Protesters try to storm Parliament in Taiwan as Ma Ying-jeou leaves for Singapore to meet Xi

Members of the Taiwan Solidarity Union protesting the upcoming meeting between Taiwanese President Ma Ying-jeou and Chinese President Xi Jinping outide the Taipei Songshan Airport on Nov 7, 2015.
Members of the Taiwan Solidarity Union protesting the upcoming meeting between Taiwanese President Ma Ying-jeou and Chinese President Xi Jinping outide the Taipei Songshan Airport on Nov 7, 2015. PHOTO: EPA

TAIPEI (AFP) - Angry protesters tried to storm Parliament in Taiwan overnight and 27 were arrested at the airport on Saturday (Oct 7) as the island's President Ma Ying-jeou left for a historic summit in Singapore with Chinese President Xi Jinping.

There were also reports that three members of the anti-China Taiwan Solidarity Union (TSU) were escorted by the police from a hotel in Singapore - it is not clear whether they are under arrest.

Demonstrators say they will gather outside the presidential office in Taiwan Saturday afternoon as the summit gets under way.

The meeting will be the first between leaders of the two sides since their 1949 split following a civil war won by the Chinese Communists.

Mr Xi and Mr Ma will shake hands at a luxury hotel in Singapore around 3pm, before holding talks behind closed doors for an hour.

It is a deeply symbolic seal on a dramatic seven-year rapprochement under Mr Ma following decades of hostility, but has provoked a backlash in Taiwan.

Closer ties with China have sparked fears over Beijing's growing influence with Mr Ma's opponents accusing him of selling out Taiwan by attending the summit.

Although it is a self-ruling island with a fierce sense of its own identity, Taiwan has never formally declared independence from Beijing, which sees it as a renegade province to be reunified with the mainland, by force if necessary.

Overnight around 100 protesters tried to storm the heavily guarded Parliament building in Taipei carrying "Taiwan independence" banners, but were stopped by the police. There were no arrests.

A dozen were still staging a sit-in outside Parliament early on Saturday morning.

Protesters also gathered at Taipei's Songshan airport, where Mr Ma gave a brief address to reporters before boarding his flight on Saturday morning.

The demonstrators burned images of the two leaders with slogans calling Mr Xi "Chinese dictator" and Mr Ma a "traitor".

They included student leader Chen Wei-ting, a key figure in last year's Sunflower Movement, which occupied Parliament for almost a month over a controversial trade pact with China.

Television footage showed Chen being dragged into a police van while officers with riot shields scuffled with protesters.
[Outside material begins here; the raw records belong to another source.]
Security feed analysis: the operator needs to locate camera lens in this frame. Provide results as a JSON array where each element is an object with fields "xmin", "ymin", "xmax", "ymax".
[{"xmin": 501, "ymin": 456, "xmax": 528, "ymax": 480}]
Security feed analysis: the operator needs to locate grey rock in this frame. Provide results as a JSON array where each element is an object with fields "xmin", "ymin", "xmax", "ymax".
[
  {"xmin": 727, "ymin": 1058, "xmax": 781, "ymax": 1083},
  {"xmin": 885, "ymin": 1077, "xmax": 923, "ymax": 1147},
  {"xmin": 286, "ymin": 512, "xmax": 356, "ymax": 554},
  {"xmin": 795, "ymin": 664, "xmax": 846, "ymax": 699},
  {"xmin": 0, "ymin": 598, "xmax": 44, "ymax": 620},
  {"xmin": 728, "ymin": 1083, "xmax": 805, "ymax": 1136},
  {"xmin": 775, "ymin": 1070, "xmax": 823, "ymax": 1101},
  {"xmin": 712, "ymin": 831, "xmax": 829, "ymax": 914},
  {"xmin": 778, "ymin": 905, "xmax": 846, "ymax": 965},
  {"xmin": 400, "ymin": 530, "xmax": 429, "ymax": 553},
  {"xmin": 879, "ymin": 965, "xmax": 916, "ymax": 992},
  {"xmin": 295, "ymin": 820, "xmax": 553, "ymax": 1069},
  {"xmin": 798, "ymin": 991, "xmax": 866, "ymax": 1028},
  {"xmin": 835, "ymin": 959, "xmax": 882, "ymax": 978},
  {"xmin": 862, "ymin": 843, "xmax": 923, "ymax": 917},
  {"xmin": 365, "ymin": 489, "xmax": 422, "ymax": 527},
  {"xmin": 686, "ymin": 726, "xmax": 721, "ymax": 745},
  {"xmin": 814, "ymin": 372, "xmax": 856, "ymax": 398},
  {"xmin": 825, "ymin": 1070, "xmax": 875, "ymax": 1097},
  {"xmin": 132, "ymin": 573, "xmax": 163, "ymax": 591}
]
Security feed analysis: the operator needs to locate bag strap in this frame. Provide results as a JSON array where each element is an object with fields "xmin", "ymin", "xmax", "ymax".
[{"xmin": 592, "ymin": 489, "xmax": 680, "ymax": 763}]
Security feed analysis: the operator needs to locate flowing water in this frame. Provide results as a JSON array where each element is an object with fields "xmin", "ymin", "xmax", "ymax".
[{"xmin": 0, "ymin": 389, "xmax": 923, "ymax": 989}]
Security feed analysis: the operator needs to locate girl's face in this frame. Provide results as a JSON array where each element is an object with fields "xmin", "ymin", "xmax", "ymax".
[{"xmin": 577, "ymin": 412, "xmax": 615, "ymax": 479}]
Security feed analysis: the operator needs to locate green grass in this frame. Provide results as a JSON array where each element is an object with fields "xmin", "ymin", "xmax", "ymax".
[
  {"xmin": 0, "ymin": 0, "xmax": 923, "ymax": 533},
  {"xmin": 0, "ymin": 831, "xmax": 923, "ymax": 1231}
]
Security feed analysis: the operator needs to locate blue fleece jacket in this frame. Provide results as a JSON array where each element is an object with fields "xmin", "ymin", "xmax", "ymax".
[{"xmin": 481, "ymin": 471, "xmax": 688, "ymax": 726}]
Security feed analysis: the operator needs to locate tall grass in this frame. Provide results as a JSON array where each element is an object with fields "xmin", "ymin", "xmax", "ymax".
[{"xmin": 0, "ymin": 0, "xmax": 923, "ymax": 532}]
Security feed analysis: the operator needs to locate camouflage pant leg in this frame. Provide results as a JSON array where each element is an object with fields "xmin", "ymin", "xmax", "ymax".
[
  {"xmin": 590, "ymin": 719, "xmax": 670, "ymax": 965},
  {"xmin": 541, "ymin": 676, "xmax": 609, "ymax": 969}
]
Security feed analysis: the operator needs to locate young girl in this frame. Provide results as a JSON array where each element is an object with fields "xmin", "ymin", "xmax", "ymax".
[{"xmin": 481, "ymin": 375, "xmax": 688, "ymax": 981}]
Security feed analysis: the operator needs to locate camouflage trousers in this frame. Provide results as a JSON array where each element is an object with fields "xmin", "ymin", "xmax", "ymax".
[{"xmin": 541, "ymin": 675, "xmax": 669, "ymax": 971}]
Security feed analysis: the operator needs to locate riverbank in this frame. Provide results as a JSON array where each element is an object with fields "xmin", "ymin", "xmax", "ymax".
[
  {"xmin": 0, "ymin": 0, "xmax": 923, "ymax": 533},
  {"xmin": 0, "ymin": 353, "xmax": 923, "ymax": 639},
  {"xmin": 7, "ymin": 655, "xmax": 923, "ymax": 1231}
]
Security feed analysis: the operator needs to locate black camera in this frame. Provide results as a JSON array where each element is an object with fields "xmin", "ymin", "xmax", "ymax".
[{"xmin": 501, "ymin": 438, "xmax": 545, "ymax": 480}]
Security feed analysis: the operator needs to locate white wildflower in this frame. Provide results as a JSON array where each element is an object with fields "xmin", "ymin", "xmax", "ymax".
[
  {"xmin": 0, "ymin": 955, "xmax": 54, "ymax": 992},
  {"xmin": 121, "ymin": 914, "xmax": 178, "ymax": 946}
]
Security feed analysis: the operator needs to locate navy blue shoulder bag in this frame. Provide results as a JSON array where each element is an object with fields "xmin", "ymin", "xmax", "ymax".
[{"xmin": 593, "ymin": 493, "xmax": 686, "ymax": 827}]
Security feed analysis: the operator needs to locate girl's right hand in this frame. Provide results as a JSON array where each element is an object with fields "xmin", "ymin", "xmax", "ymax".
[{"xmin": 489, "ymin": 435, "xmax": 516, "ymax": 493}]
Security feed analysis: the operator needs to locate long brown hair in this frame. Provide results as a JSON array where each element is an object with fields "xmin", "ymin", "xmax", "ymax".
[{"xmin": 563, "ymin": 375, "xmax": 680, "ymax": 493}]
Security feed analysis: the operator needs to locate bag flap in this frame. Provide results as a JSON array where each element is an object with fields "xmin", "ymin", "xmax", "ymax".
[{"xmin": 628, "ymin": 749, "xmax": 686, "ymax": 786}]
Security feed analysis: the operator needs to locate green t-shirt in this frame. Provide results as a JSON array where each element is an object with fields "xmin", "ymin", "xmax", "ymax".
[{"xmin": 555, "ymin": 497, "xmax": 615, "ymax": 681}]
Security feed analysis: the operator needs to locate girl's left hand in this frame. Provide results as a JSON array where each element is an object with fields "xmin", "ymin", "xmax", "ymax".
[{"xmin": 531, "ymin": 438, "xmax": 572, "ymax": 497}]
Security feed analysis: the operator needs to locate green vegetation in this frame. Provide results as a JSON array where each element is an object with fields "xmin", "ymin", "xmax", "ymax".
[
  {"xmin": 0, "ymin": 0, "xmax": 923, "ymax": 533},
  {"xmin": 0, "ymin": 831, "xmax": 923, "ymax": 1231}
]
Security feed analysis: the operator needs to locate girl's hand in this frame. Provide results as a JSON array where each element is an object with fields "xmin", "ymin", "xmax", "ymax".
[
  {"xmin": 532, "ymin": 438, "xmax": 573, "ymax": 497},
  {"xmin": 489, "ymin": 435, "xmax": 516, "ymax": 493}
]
"As a president who doesn't represent public opinion, Ma doesn't have the right to meet with the leader across the strait," said one 35-year-old who gave his name as Chen.

A TSU spokesman in Taipei said legislative candidate Hsiao Ya-tan was "taken away by police" from a hostel in Singapore in the early morning, along with two of her assistants.

"They are being questioned... that's the only information we have," said spokesman Liu Ching-wen.

Police said some protesters were arrested, but could not immediately give numbers.

A small group of Ma supporters were also at the airport.

"The purpose of the meeting is to recount the past, look forward to the future and, through the meeting, reinforce peace across the strait and maintain (the) status quo," Mr Ma told reporters before he left.

He added the summit would be a "new platform" for any future president of Taiwan to continue to develop cross-strait relations.

Critics have accused Mr Ma of arranging the summit in secret as a bid to boost the ruling Kuomintang's chances at January elections, which it is tipped to lose.

Support for the KMT and for Mr Ma personally has plunged, partly due to a China-friendly policy.